El Estatuto catalán también incluía una divisiva «ley de derechos», consecuencia de una emboscada constitucional por parte de la extrema izquierda. Deus ex machine; las demás regiones quieren lo mismo. ¿Derechos humanos y este tribalismo? Casi una contradicción en sus propios términos.
Zapatero, más preocupado por su destino político electoral y el de su partido, les siguió alegremente el juego y respaldó este proyecto tan poco imaginativo para el futuro de España. No subestimo su perspicacia política. ¡Bush también salió elegido para un segundo mandato! Pero la complicidad en el desmembramiento constitucional de la nación española es el acto de un político de tres al cuarto, no el de un hombre de Estado, algo que el Tribunal Constitucional debería tener en mente. La historia será implacable si no lo hace. Muchos de ustedes rezongarán que quién soy yo, un judío estadounidense, para darles a los españoles un sermón sobre sus asuntos internos.
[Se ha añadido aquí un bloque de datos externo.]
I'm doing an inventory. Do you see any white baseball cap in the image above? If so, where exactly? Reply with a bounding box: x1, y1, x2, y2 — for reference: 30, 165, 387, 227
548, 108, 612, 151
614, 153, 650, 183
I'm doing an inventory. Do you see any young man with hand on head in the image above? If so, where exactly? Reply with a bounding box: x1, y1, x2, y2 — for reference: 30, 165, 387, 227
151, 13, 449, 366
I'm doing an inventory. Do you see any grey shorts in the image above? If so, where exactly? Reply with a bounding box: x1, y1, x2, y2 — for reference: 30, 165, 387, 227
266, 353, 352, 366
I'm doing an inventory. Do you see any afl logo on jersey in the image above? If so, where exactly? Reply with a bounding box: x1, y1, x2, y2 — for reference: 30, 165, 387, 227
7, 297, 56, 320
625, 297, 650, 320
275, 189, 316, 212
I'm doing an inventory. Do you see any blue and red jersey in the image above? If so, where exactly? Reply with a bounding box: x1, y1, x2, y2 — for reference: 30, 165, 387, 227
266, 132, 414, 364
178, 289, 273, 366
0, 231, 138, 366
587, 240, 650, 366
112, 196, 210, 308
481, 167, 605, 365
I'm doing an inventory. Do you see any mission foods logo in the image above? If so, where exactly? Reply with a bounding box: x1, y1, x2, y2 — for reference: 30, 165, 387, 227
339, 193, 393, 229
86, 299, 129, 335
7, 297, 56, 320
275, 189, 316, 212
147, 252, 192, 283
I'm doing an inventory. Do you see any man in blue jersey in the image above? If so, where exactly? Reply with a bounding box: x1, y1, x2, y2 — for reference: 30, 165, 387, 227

Y yo les puedo responder en un tono desafiante que quiénes son ustedes para poner objeciones. España es uno de los pocos países cuya profunda influencia a la hora de dar forma al mundo en el que vivimos y en el que seguiremos viviendo durante siglos lo convierte -metafóricamente hablando, por supuesto- en patrimonio de todos los ciudadanos del mundo.
En cierto sentido, todos somos españoles; y ustedes, los ciudadanos de España, en cierto sentido, no son más que los guardianes, los fiduciarios de ese gran patrimonio mundial llamado España y la nación española. Tengan cuidado de que su George W. Bush no consiga traicionar su confianza, la confianza de todos nosotros.